Seketika aku terhenyak, ah adikku, kau terlalu muda untuk merasakan apa yang ku rasakan dulu saat akupun tinggal bersama ayah kita. Maka sekuat hati ku beranikan diri pula untuk bertnya padanya.
"Memang kenapa?ah, maksudku paranaoid gimana?" begitu ujarku tanpa menatap matanya sedikitpun, aku takut air mata kami jatuh, aku tahu sebenarnya dia juga menyadari bahwa aku mengetahui lukanya.
"Kau tahu kan tv di rumah ayah?sering berubah settingannya jika kau tak sengaja menekan tombol yang salah?" ujarnya kemudian, aku mengangguk cepat dan ingatanku pun terbang pada saat dimana aku pernah melakukan kesalahan yang sama seperti adikku, dan ayah kamipun murka bukan main kepadaku, padhal hal itu sangat sepele.
"Iya, kau tahu kan, ayah pasti sangat marah padaku, begitu tahu settingan tv nya berubah?dan kau juga tahu kan, pada saat aku gugup, aku akan semakin sering melakukan kesalahan?maka saking ketakutannya aku, aku menulis semua langkah - langkah untuk mengembalikan settingan tv itu sesuai dengan settingan ayah, sebelum aku merusaknyaa, aku mencatatnya dalam hpku, jadi ketika aku tidak sengaja menekan tombol yang salah, maka aku bisa dengan segera mengembalikannya ke settingan ayah. Kau tahu bagaimana rasanya?itu sangat menakutkan bagiku" Ujarnya dengan senyum getir dan mata memerah karena air matanya menggenang seakan siap tumpah, jujur saja, sebenernya saat itu juga aku ingin sekali memeluknya, menguatkannya agar ia tetap kuat dan sabar menghadapi ketakutan - ketakutan yang ia alami selama tinggal dengan ayah, kau terlalu muda, Abu. Ya terlalu muda untuk mengatasi ketakutanmu sendirian. Aku mengerti perasaan mu Abu, karena sebelum kau, aku juga sudah mengalaminya. Kita tidak bisa menyalahkan siapa - siapa atas sikap ayah, atau memprotes Tuhan karena telah menakdirkan kita sebagai anak dari lelaki kejam itu. Yang bisa kita lakukan hanyalah bersabar, Abu, sabar.
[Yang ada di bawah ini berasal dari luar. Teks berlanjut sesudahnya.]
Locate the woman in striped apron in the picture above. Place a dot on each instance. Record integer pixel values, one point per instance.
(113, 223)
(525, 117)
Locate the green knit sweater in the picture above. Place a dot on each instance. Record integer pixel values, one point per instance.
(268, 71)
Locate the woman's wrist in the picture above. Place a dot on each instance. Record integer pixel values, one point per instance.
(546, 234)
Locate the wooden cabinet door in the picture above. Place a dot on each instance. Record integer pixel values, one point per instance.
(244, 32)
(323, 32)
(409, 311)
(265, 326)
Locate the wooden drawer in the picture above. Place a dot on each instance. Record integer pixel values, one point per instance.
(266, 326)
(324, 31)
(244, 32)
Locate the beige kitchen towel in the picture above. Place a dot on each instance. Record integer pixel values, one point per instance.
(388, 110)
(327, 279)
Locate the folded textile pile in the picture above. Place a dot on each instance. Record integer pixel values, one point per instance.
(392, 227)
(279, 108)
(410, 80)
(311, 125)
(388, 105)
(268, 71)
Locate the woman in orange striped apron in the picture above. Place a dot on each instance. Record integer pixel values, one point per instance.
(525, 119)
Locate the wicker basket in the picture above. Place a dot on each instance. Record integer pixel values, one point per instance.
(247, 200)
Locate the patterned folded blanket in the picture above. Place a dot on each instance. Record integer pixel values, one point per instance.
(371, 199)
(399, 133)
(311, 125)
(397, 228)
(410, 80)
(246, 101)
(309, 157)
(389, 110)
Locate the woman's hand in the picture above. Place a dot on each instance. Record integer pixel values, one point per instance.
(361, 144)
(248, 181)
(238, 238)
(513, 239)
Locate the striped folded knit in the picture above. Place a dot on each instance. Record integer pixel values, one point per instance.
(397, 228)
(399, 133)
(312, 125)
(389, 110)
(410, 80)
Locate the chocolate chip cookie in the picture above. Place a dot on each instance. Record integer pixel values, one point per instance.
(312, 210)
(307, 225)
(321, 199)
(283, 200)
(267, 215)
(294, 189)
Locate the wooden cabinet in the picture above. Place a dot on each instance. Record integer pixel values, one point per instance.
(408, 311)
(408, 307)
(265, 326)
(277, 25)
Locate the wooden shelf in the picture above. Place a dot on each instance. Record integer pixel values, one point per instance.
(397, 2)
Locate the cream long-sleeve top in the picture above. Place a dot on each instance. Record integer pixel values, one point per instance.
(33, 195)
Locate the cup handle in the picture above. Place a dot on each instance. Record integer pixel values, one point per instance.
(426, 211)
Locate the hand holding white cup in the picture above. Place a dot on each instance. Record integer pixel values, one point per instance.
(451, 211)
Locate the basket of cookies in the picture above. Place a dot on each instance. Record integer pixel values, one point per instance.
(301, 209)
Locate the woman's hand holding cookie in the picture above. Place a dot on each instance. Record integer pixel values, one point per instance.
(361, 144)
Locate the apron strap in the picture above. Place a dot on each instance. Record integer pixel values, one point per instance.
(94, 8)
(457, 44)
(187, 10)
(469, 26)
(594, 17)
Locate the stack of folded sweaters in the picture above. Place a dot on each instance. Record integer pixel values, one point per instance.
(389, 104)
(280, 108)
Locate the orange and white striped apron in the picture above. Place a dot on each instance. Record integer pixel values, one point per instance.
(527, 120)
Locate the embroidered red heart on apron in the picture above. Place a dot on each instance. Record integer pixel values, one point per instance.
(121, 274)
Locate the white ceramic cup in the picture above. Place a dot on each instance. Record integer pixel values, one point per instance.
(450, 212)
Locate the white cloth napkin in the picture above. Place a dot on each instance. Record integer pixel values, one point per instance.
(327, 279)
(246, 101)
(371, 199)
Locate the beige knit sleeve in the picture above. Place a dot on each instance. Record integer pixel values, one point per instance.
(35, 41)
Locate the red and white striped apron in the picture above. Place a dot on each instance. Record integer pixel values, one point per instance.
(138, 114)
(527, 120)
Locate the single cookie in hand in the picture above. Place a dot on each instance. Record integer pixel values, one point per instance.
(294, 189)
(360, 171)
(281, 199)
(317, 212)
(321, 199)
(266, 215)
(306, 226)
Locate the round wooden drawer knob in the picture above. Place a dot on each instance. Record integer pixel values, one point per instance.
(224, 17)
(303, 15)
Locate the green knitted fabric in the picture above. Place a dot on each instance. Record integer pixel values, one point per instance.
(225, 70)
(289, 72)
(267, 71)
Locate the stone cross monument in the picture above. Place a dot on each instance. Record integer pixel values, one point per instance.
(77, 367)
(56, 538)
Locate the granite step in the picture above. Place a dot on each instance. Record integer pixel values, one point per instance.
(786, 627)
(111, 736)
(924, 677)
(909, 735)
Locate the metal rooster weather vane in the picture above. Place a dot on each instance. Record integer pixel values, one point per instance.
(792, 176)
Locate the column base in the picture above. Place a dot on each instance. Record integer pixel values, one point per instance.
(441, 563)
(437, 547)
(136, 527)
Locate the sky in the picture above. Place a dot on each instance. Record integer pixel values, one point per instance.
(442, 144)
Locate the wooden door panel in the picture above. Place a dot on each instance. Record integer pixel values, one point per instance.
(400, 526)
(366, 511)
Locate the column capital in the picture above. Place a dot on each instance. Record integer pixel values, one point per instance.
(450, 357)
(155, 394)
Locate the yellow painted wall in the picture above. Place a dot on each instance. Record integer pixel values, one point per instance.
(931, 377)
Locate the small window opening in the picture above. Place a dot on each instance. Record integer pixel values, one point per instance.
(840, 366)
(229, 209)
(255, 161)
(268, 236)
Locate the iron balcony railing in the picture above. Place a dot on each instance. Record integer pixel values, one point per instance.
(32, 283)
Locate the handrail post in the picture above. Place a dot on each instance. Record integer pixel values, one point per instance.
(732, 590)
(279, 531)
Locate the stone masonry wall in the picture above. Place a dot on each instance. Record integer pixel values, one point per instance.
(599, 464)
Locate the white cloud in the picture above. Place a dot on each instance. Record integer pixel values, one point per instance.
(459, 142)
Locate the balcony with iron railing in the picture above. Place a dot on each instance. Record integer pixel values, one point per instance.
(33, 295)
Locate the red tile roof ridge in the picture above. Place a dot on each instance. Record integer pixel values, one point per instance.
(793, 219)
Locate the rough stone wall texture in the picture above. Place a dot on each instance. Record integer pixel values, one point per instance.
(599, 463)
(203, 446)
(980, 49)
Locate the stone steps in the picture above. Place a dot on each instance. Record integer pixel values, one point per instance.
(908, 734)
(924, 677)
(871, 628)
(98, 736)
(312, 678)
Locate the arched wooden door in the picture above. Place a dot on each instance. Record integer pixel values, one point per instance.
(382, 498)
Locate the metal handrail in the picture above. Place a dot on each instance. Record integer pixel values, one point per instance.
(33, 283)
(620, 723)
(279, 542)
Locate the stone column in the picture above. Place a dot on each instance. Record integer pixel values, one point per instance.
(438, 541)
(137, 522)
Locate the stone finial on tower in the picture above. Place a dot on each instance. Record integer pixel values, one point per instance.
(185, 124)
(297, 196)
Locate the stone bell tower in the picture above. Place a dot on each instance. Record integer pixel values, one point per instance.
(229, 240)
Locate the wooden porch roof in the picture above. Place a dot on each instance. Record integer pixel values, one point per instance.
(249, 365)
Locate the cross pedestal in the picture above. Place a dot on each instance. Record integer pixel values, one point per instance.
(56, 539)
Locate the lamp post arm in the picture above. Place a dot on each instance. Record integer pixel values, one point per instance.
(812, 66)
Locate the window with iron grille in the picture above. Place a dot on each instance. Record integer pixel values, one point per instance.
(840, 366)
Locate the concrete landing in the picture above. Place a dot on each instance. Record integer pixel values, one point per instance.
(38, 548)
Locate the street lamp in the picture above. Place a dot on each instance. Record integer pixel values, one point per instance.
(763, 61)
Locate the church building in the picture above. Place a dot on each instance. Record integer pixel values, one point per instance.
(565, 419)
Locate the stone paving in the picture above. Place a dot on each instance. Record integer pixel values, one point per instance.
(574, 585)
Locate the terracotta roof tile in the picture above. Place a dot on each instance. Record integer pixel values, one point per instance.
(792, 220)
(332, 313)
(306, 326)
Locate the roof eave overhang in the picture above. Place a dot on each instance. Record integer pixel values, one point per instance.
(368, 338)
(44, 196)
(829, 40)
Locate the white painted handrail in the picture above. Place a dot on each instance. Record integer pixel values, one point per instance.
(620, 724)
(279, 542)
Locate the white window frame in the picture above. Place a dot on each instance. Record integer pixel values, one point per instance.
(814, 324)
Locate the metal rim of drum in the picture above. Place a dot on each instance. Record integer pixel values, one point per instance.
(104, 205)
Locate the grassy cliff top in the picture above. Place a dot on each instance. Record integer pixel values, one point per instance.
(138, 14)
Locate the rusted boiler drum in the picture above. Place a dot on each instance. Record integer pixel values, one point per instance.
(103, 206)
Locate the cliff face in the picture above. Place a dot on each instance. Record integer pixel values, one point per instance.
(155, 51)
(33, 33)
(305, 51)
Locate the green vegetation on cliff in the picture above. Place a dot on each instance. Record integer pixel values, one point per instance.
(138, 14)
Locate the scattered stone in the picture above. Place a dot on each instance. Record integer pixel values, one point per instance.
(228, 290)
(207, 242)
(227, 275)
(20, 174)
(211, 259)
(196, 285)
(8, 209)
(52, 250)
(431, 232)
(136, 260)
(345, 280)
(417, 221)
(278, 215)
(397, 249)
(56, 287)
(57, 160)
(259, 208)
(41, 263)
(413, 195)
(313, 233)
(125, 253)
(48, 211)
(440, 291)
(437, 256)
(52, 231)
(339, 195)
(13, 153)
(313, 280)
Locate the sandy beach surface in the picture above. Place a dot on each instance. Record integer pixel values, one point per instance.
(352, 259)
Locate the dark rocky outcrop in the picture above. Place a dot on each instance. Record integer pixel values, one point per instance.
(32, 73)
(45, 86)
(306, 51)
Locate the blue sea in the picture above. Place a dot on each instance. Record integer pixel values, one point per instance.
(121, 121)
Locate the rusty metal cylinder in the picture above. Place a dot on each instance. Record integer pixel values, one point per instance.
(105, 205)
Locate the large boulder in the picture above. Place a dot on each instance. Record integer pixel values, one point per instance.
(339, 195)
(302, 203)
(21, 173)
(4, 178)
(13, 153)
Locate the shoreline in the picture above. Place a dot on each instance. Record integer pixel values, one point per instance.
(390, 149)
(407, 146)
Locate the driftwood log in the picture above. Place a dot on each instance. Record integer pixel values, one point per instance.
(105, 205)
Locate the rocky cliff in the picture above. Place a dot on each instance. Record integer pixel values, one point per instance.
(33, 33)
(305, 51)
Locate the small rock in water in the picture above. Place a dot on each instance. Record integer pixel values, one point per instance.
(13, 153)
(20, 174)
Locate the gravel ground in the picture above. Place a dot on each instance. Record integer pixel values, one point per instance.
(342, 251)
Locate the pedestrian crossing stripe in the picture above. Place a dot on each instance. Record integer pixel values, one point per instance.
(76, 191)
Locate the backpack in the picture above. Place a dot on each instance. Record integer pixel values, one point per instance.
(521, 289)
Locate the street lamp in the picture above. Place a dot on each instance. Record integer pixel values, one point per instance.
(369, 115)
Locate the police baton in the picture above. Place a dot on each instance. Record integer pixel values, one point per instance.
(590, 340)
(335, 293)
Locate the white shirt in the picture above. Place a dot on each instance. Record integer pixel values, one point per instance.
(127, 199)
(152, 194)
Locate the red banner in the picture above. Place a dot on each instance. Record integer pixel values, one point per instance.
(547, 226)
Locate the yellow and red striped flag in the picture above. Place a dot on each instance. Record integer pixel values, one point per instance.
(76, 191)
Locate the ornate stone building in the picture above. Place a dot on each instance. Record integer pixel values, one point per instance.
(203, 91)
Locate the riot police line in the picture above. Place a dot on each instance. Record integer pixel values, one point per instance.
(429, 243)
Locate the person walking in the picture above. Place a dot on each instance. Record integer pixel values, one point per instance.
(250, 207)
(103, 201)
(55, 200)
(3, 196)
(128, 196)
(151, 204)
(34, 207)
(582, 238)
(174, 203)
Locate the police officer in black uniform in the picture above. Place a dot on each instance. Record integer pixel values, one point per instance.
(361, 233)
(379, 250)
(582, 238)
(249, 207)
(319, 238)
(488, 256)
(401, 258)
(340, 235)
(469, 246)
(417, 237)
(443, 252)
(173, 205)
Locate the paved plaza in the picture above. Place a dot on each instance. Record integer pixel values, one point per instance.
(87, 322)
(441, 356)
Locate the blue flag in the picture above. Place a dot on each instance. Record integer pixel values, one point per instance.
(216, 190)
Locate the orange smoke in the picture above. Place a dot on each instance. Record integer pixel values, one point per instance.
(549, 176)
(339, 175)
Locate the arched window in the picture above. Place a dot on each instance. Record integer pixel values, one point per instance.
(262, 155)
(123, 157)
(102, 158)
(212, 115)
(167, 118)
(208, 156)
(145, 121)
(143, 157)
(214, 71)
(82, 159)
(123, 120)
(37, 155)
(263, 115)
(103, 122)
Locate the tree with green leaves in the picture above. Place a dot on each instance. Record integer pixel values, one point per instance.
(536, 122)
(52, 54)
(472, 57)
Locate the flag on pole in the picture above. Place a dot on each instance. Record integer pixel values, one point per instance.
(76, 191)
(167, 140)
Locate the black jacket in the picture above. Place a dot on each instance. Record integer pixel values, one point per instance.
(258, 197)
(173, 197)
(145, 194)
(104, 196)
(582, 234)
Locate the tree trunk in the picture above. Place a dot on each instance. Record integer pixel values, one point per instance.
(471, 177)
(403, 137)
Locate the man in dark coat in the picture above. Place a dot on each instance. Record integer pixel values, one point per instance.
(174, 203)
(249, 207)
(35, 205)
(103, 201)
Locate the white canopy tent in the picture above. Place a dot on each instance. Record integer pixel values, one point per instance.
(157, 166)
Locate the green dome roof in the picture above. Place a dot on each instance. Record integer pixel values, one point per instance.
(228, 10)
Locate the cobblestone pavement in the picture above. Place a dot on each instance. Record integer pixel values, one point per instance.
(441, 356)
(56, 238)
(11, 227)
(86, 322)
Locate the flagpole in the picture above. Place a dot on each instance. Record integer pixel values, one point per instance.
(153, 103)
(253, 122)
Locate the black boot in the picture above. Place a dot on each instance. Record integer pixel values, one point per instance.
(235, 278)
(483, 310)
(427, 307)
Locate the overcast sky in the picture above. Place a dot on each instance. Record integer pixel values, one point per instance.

Aku menggenggam tangannya kuat - kuat, ia melihat genangan di sudut mataku yang hendak tumpah, menyadari itu ia langsung menghiburku dengan mengatakan hal - hal lucu yang membuatku urung menangis, lalu dengan lirih ia berkata.
"Aku kuat Kak, asal aku bisa segera pergi dari tempat ayah."
Ya itu yang Abu ucapkan padaku, aku tk bisa menahannya untuk tetap bertahan di Kota ini, meski aku sangat menginginkannya, karena aku tahu kota ini tak lebih dari sekedar sarang duka baginya, ya bersabarlah Abu. Sebelum ia kembali ketempat ayah, aku berpesan padanya agar ia tumbuh menjadi seorang lelaki baik - baik yang penuh ketakutan hanya kepada Tuhan, bukan kepada makhluk seperti ayah kami. Ya Abu, kau adalah harapan pertamaku untuk menjadi tauladan yang baik bagi adik kita Raziq. Bersabarlah Abu.